Virginia Union traveled 25 minutes down the road to the home of rival Virginia State over the weekend, but the two teams didn’t play each other. Instead, they faced off against the two teams from the Pennsylvania State Athletic Conference (PSAC), a conference located in the same region as the CIAA. Last season that conference got three teams in, including no. 1 seed Indiana University-Pennsylvania, which hosted and beat CIAA Champ Fayetteville State 65-49.
CIAA basketball is off to solid start
Like VUU, Virginia State won both its games over the weekend. VSU head coach Lonnie Blow agreed that winning the non-conference games were crucial for not only his program, but the conference as a whole.
“They’re big. They’re big for the league, they’re big for regional rankings and things like that,” Blow said. “So again, the PSAC’s one of the conferences that’s in our region.
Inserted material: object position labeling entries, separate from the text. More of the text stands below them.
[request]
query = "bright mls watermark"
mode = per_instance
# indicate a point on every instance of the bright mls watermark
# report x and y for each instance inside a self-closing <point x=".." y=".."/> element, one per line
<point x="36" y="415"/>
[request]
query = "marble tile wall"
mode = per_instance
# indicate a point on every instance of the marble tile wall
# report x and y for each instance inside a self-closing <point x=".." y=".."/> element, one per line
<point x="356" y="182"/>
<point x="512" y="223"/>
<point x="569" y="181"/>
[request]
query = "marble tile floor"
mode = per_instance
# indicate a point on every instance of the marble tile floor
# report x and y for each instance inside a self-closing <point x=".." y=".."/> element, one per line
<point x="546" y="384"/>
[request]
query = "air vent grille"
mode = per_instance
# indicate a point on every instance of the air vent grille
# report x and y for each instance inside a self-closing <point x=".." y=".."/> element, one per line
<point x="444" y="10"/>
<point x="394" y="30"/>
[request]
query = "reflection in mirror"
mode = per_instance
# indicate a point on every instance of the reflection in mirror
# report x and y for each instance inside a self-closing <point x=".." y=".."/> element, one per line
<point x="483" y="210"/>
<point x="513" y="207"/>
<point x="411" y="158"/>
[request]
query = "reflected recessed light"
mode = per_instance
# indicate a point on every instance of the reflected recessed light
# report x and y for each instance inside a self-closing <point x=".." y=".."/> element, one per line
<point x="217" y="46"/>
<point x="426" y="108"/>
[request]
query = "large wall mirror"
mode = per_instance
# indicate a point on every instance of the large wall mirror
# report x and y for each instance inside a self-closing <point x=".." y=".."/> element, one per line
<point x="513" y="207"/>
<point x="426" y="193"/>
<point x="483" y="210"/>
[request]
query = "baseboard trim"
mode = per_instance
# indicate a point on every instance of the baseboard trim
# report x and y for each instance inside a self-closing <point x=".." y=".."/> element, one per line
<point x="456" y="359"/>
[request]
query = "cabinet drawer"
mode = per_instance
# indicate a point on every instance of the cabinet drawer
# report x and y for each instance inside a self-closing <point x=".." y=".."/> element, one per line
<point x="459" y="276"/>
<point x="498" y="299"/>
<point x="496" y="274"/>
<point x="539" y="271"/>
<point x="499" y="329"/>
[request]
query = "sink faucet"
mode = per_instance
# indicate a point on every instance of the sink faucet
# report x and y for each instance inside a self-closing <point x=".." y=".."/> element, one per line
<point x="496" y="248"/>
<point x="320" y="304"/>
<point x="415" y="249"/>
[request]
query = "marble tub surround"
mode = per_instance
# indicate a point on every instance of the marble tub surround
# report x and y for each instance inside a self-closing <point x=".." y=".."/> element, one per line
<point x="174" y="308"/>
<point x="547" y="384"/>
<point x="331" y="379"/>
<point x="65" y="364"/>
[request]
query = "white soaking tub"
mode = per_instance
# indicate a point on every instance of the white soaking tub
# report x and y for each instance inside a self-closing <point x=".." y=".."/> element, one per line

So playing those schools and playing the schools from the Mountain East always count more. They count more because when regional time comes around, they want to know, who have you beaten in your region?
The Virginia schools going 4-0 against Shippensburg and Millersville (both 20-plus win teams in 2022) was big for CIAA basketball as the league went 7-5 against the PSAC.
Winston-Salem State beat Clarion but couldn’t take down no. 3 IUP. Elizabeth City State beat Kutztown but couldn’t take down West Chester as it played in a double-header with Lincoln (PA) who lost in a buzzer-beater to West Chester but handled Kutztown. Both Bowie State and defending CIAA champion Fayetteville State failed to bring down East Stroudsburg as they played in round-robin tournaments with that PSAC team while beating new Mountain East member Frostburg State.
The two leagues will meet again several times before going into conference play, and each win is one that the CIAA needs as it looks to regain its status in the region so it won’t be one-and-done come NCAA Tournament time.
“For the conferences, it’s big,” Blow said on Friday night. “We got to make sure again we continue to win those non-conference games and especially ones that are against teams in our region.”